Thermosensitive gemcitabine-magnetoliposomes for combined hyperthermia and chemotherapy

• Published in: Nanotechnology Vol. 27; no. 8; p. 085105
• Main Authors: Ferreira, Roberta V, Martins, Thaís Maria da Mata, Goes, Alfredo Miranda, Fabris, José D, Cavalcante, Luis Carlos D, Outon, Luis Eugenio Fernandez, Domingues, Rosana Z
• Format: Journal Article
• Language: English
• Published: England IOP Publishing 26.02.2016
• Subjects: Animals; Antimetabolites, Antineoplastic - metabolism; Antimetabolites, Antineoplastic - pharmacology; Brazilian MRS; Cancer; Cell Survival - drug effects; Delayed-Action Preparations - chemistry; Delayed-Action Preparations - pharmacology; Deoxycytidine - analogs & derivatives; Deoxycytidine - metabolism; Deoxycytidine - pharmacology; Drug Compounding; Drug delivery systems; Drug Liberation; drug release; Drug Stability; Drugs; Encapsulation; Ferrosoferric Oxide - chemistry; Formulations; Hyperthermia, Induced - methods; Light; Liposomes - chemistry; Liposomes - pharmacology; Magnetic Fields; magnetic hyperthermia; Magnetite; magnetite nanoparticles; Magnetite Nanoparticles - chemistry; Magnetite Nanoparticles - ultrastructure; magnetoliposome; Mesenchymal Stromal Cells - cytology; Mesenchymal Stromal Cells - drug effects; Nanostructure; Particle Size; Photochemotherapy - methods; Primary Cell Culture; Rats; Rats, Inbred Lew
• ISSN: 0957-4484; 1361-6528
• DOI: 10.1088/0957-4484/27/8/085105

The combination of magnetic hyperthermia therapy with the controlled release of chemotherapeutic agents in tumors may be an efficient therapeutic with few side effects because the bioavailability, tolerance and amount of the drug can be optimized.

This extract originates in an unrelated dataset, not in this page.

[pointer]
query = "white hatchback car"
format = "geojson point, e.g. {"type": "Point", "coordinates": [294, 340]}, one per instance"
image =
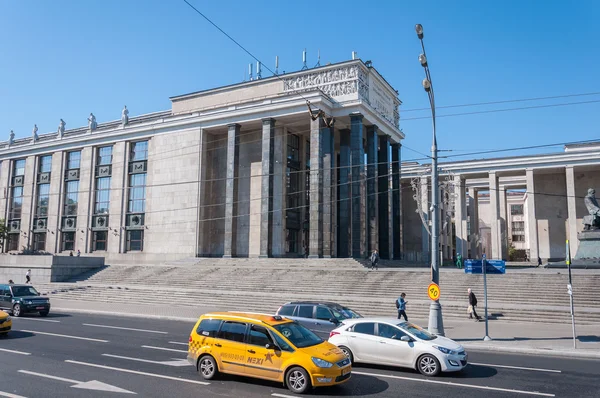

Here, we prepared magnetoliposomes consisting of magnetite nanoparticle cores and the anticancer drug gemcitabine encapsulated by a phospholipid bilayer. The potential of these magnetoliposomes for controlled drug release and cancer treatment via hyperthermic behavior was investigated. The magnetic nanoparticle encapsulation efficiency was dependent on the initial amount of magnetite nanoparticles present at the encapsulation stage; the best formulation was 66%. We chose this formulation to characterize the physicochemical properties of the magnetoliposomes and to encapsulate gemcitabine. The mean particle size and distribution were determined by dynamic light scattering (DLS), and the zeta potential was measured. The magnetoliposome formulations all had acceptable characteristics for systemic administration, with a mean size of approximately 150 nm and a polydispersity index <0.2. The magnetoliposomes were stable in aqueous suspension for at least one week, as determined by DLS. Temperature increases due to the dissipation energy of magnetoliposome suspensions subjected to an applied alternating magnetic field (AMF) were measured at different magnetic field intensities, and the values were appropriated for cancer treatments. The drug release profile at 37 °C showed that 17% of the gemcitabine was released after 72 h. Drug release from magnetoliposomes exposed to an AMF for 5 min reached 70%.